Apprenons, Chrétiens, apprenons à
mieux connaître le don de Dieu, et ne négligeons pas le plus grand de ses
bienfaits. Rendons-nous aux pressantes invitations du maître, qui nous appelle
à son festin, et qui nous a préparé ce repas somptueux et délicieux.
N'imaginons point de vains prétextes pour nous priver volontairement d'un bien
que nous avons au milieu de nous, et que nous devrions chercher au delà des
mers. Peut-être s'il était moins commun, le désirerait-on davantage, et le
demanderait-on avec plus d'ardeur. Mais faut-il donc que la libéralité de notre
Dieu nous soit nuisible; et parce qu'il est bon, en devons-nous être plus
indifférents? Vous, ministres de Jésus-Christ, n'oubliez jamais que vous êtes
envoyés pour rassembler les fidèles à sa table, et non pour les en éloigner.
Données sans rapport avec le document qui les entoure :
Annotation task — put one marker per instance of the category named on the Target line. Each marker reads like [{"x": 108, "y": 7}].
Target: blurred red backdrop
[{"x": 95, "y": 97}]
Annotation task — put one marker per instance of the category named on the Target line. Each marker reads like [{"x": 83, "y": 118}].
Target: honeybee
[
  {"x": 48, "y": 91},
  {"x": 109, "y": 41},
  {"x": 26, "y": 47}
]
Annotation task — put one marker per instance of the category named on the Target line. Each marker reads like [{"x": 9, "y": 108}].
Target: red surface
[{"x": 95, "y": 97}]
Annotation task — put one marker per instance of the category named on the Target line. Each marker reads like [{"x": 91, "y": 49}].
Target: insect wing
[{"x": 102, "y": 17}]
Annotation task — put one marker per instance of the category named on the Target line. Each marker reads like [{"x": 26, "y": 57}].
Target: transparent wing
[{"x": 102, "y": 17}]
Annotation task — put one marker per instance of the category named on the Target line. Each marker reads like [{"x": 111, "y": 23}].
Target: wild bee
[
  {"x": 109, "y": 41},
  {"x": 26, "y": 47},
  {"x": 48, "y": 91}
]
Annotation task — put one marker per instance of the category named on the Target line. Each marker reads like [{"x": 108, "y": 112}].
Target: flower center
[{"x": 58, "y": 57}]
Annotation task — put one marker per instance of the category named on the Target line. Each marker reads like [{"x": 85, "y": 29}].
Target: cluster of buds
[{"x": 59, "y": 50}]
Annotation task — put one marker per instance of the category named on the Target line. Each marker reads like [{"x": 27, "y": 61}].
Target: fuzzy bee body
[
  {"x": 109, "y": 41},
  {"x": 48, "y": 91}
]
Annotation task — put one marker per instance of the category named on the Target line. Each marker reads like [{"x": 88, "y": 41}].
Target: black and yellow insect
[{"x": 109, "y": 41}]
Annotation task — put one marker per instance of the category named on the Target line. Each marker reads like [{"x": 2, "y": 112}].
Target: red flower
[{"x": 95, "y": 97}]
Inspirez-leur tout le respect cl toute
la vénération nécessaires pour honorer
cet auguste sacrement; peignez-leur avec les couleurs les plus noires le crime
d'une communion indigne ; aidez-les à se laver, à se purifier, et disposez-les
ainsi à recevoir le Saint des saints. Mais du reste, en les intimidant, prenez soin
de les consoler et de les encourager. Ne vous faites pas un principe de leur
rendre l'accès si difficile, qu'ils désespèrent de pouvoir être admis au
banquet. Ouvrez-leur la porte de la salle, ou du moins ne la leur fermez pas. Ne retranchez pas aux enfants le pain qui les
doit sustenter, et sans lequel ils périront. Ne le mettez pas à un si haut prix
qu'ils n'aient pas de quoi l'acheter. N'en soyez pas avares ,
lorsque le Sauveur qui vous l'a confié pour eux en est si libéral ; et, si
j'ose m'exprimer de la sorte, n'ayez pas plus à cœur les intérêts de Dieu et de
sa gloire, que Dieu lui-même ne les a. Vous ne m'en désavouerez point,
Seigneur, puisque c'est en votre nom, et selon les favorables desseins de votre
miséricorde, que je parle. Nous irons à vous avec tremblement, mais aussi avec
confiance. Votre divinité, qui tout entière est cachée dans votre sacrement,
nous remplira d'une crainte religieuse ; mais en même temps votre infinie
bonté, qui dans ce même mystère épanche avec une espèce de profusion tous ses
trésors, nous animera d'une confiance filiale. Dans le sentiment de notre
indignité, nous nous écrierons comme saint Pierre : Retirez-vous de moi, mon
Dieu, car je suis un pécheur, et rien de plus : Exi
a me, quia homo peccator sum
(1). Mais du reste, comptant comme le même apôtre sur votre grâce, nous nous
tiendrons auprès de vous, et nous vous dirons : A quel autre irions-nous,
Seigneur; et loin de vous, où trouverions-nous la vie? Domine, ad quem ibimus? verba vitœ œtemœ habes
(2). Vous nous recevrez, vous viendrez vous-même à nous et dans nous; vous vous
communiquerez a nous, vous vous ferez sentir intérieurement à nous, jusqu'à ce
que nous puissions, sans voile et face à face, vous contempler et vous posséder
dans l'éternité bienheureuse, où nous conduise, etc.